No wonder Zeus punished Prometheus cruelly, for a thousand years until Hercules saved him. You probably know the story - rock, chains, eagle, liver, etc.
In yet other legends the gods fought the Titans (Prometheus was a Titan), and the Giants. The war with the Giants being especially bloody to the point that one Giant caught Zeus and cut the nerves from his arms and legs and left him paralysed, until Hermes stole the nerves and took them back to Zeus. The legend is a bit poor on details regarding how exactly he achieved this, but hey, gods.
All this is to say- yeah, the Gods were more powerful than humans. They commanded the weather, the sea, the earth and the sun; but they weren't omnipotent beings and they weren't even the creators of the world.
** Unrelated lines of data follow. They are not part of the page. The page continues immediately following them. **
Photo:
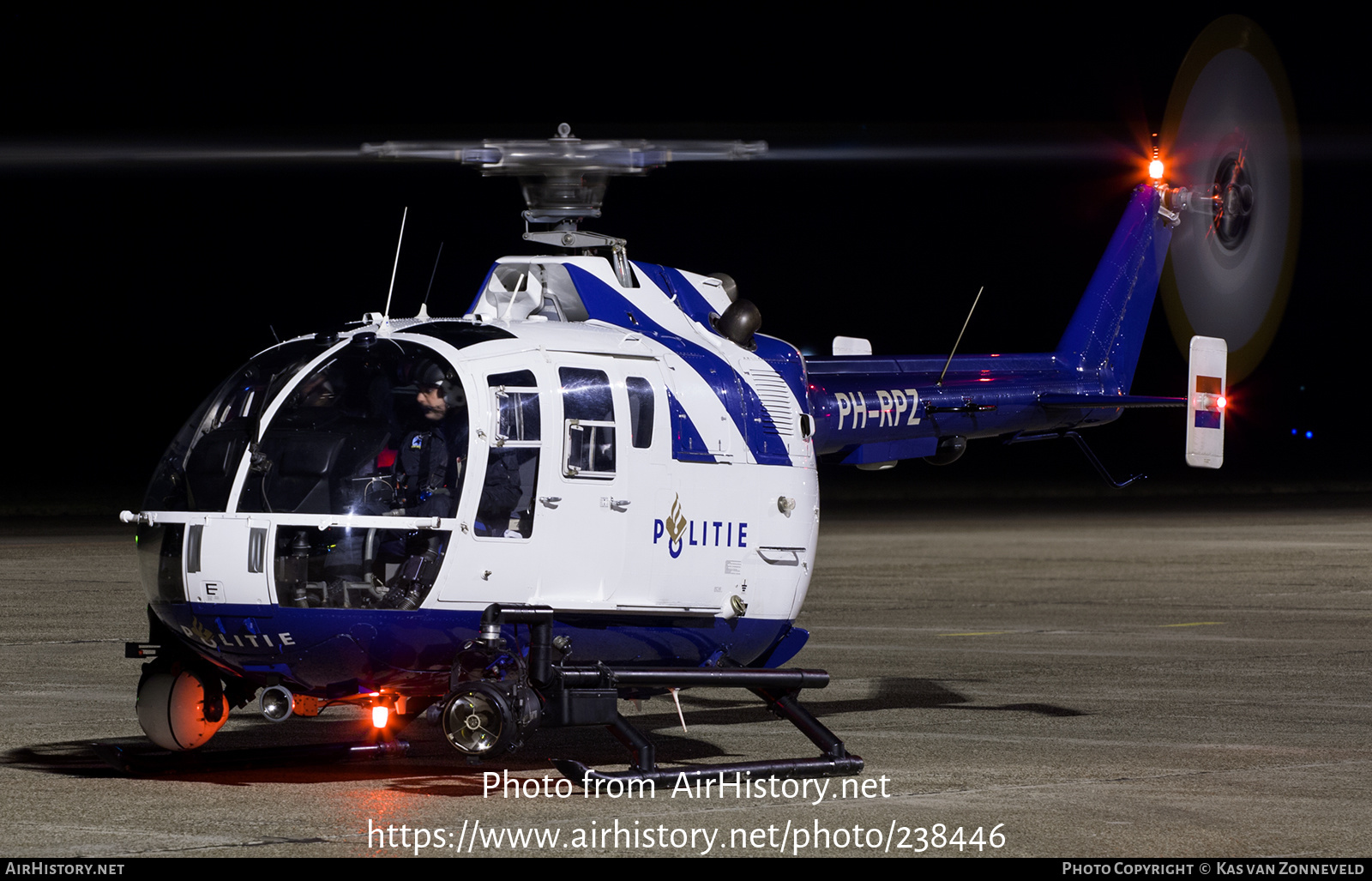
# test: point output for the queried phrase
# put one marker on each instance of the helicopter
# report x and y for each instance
(395, 514)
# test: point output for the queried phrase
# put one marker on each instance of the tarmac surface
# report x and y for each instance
(1092, 679)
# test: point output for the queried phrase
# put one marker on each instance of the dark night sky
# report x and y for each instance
(135, 287)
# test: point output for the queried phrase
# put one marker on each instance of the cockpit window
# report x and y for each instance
(376, 428)
(198, 468)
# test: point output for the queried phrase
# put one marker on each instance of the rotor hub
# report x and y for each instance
(1232, 198)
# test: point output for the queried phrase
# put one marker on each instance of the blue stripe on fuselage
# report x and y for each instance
(734, 394)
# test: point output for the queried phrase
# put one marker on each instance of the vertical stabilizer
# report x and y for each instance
(1106, 331)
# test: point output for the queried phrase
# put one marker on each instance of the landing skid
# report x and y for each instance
(148, 763)
(484, 716)
(777, 688)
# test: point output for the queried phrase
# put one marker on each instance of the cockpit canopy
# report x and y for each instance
(331, 445)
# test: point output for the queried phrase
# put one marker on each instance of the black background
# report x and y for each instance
(134, 287)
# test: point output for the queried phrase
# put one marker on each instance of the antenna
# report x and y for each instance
(960, 335)
(423, 311)
(388, 313)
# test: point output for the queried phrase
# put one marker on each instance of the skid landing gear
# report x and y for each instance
(521, 697)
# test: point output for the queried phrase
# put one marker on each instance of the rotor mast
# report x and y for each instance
(564, 178)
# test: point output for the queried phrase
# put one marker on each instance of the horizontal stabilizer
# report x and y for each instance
(1081, 402)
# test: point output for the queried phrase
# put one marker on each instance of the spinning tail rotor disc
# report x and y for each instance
(1230, 135)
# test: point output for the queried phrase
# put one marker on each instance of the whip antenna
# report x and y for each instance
(960, 335)
(388, 313)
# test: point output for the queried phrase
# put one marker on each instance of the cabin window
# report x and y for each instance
(587, 425)
(640, 411)
(505, 508)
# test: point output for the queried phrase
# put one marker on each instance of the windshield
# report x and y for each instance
(379, 427)
(198, 468)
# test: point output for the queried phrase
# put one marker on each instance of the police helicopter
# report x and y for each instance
(397, 515)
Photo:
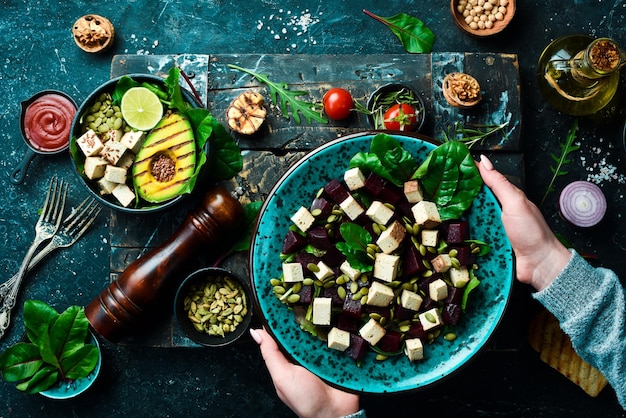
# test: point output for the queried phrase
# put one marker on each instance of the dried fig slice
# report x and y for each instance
(246, 113)
(461, 90)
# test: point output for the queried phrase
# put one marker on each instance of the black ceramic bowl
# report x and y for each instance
(78, 157)
(196, 284)
(372, 103)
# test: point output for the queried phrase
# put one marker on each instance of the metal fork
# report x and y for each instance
(45, 228)
(73, 227)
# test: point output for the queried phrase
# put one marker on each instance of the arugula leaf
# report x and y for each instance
(288, 98)
(413, 34)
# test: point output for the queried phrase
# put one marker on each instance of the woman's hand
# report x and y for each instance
(303, 392)
(539, 255)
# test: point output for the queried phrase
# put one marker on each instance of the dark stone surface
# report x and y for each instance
(38, 53)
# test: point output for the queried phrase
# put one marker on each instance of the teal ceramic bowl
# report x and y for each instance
(397, 374)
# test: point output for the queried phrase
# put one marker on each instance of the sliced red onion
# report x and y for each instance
(582, 203)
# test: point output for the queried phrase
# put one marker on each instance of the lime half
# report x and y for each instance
(141, 108)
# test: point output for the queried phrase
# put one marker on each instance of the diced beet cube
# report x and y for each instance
(337, 192)
(391, 342)
(323, 205)
(451, 314)
(293, 242)
(358, 347)
(318, 237)
(456, 232)
(347, 323)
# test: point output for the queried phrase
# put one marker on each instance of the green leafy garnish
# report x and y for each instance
(56, 349)
(413, 34)
(284, 98)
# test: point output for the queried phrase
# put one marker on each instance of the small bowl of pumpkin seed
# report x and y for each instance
(212, 307)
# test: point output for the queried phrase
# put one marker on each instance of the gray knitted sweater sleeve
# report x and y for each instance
(590, 304)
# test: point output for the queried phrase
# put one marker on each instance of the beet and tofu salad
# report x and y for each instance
(382, 259)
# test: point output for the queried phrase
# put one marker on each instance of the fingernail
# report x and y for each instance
(255, 336)
(486, 162)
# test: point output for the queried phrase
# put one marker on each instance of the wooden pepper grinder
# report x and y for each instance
(126, 302)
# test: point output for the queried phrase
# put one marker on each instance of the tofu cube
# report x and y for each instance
(115, 174)
(441, 263)
(324, 271)
(94, 167)
(414, 349)
(379, 213)
(123, 194)
(430, 319)
(459, 276)
(354, 178)
(379, 295)
(338, 339)
(372, 332)
(349, 271)
(90, 143)
(133, 140)
(292, 272)
(426, 214)
(438, 290)
(410, 300)
(412, 191)
(430, 237)
(386, 267)
(322, 311)
(113, 151)
(391, 238)
(351, 207)
(303, 219)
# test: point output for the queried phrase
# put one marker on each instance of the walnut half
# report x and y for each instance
(461, 90)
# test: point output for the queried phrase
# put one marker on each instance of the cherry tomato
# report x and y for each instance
(400, 117)
(338, 103)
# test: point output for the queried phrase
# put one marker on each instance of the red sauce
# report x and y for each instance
(47, 122)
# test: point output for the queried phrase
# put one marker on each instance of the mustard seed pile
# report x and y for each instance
(482, 14)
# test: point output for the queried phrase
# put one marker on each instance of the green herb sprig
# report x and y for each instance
(285, 99)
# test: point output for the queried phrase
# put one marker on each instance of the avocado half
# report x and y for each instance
(166, 160)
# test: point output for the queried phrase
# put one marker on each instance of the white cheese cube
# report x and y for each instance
(414, 349)
(351, 207)
(459, 276)
(292, 272)
(321, 311)
(430, 237)
(391, 238)
(426, 214)
(94, 167)
(338, 339)
(441, 263)
(303, 219)
(430, 319)
(354, 178)
(123, 194)
(349, 271)
(412, 191)
(372, 332)
(90, 143)
(386, 267)
(115, 174)
(379, 295)
(438, 290)
(133, 140)
(410, 300)
(113, 151)
(324, 271)
(379, 213)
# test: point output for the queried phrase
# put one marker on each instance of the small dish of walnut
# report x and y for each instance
(461, 90)
(93, 33)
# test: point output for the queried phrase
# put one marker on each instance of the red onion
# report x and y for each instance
(582, 203)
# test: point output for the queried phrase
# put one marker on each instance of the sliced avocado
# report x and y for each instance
(166, 160)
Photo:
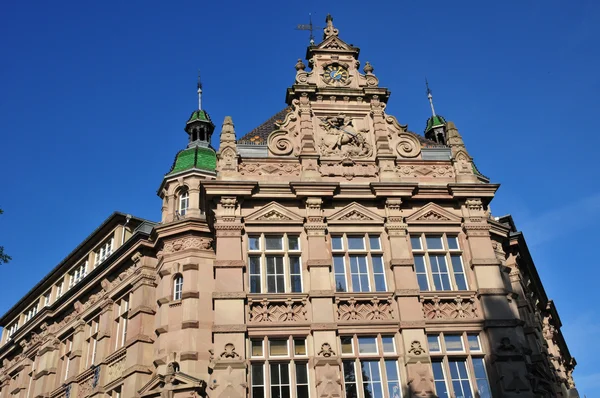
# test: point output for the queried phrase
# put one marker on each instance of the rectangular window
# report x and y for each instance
(122, 312)
(373, 372)
(358, 263)
(438, 262)
(458, 365)
(275, 264)
(279, 370)
(104, 251)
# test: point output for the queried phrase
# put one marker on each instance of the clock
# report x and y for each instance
(335, 73)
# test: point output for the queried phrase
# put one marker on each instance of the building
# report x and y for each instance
(330, 252)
Chaos was the creator of the world. Or possibly Chaos and Nyx together with Eros. From Chaos sprang Ouranos the sky, Gaia, the earth, and everything else in between and above. The Olympians came much later. In a sense they were the young upstarts. Zeus ... well, maimed his own father, Kronus (time?). Who had been eating all his children. So that's how Zeus became king of the gods: he usurped his Dad and fought two big wars against other pretenders to the throne. Hardly omnipotent. But very powerful nonetheless.
The Moirai -the Fates- were more powerful than Zeus, and all the other Gods combined: whatever the Fates decided, happened. When the Fates decided Hercules, the son of Zeus, would die, nothing Zeus could say or do would change their mind. Hercules died, and in a horrible, gruesome manner.
The gods were not omnipotent. Not the Olympians. Not, apparently, those of the Babylonians also. But their stories I don't know (I grew up in Athens, not Babylon).